Eerily reminiscent of the disembodied Peter Fonda rant that introduces Primal Scream/Andrew Weaterall’s Loaded, this was the terrifyingly irrational rallying call issued by knitworking expert Julia Frogspawn at the recent inaugural meeting of militant pressure group Independent Wimmin in Insurance Networks (iWIN), hosted, perhaps ill-advisedly, by the Worshipfulle Companie of Insurancers.

The hormonal outpourings of disturbingly un-male people of Frogspawn’s ilk, are giving rise to growing unease within the normally level-headed and pragmatic world of insurance.

Hardly surprising, then, that some members of that bastion of tradition and common sense the Worshipfulle Companie (who have recklessly ushered iWim under their venerable aegis) should perceive the self-willed sisters of iWIN, as iWoman Barbara Merry observed at the very same inaugural meeting, as ‘intimidating’ and ‘strident’.

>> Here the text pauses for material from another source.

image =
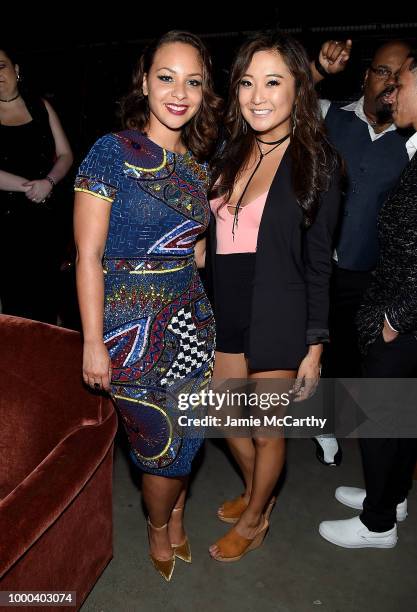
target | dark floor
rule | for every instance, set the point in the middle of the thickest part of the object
(295, 570)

With emotions that go up as high as 57 (compared with the average male’s 3), females are, as anyone who has ever actually gone up and talked to one will readily confirm, inherently terrifying. Scientists have proved that they can bend even the strongest man to their will, using just their bare emotions.

Dependent women are all well and good, of course, and can actually serve a valuable ornamental purpose, but can it be sensible for the Worshipfulle Companions to provide a platform for these self-avowedly independent women?

Independence might sound innocent enough in the abstract, but independent of what we should perhaps be asking. The answer, chillingly, is men! The secret agenda of iWim is in fact nothing short of the total subjugation of the male sex and the remaking of insurance as a man-free profession.

In a world ruled by iWim and their kind, men would be reduced to a pitifully subservient role, hapless targets for distain, mockery, objectification and sexual humiliation, carriers of heavy shopping and fetchers-down of things on high shelves.

Let’s nip this nonsense in the bud, before things get out of hand.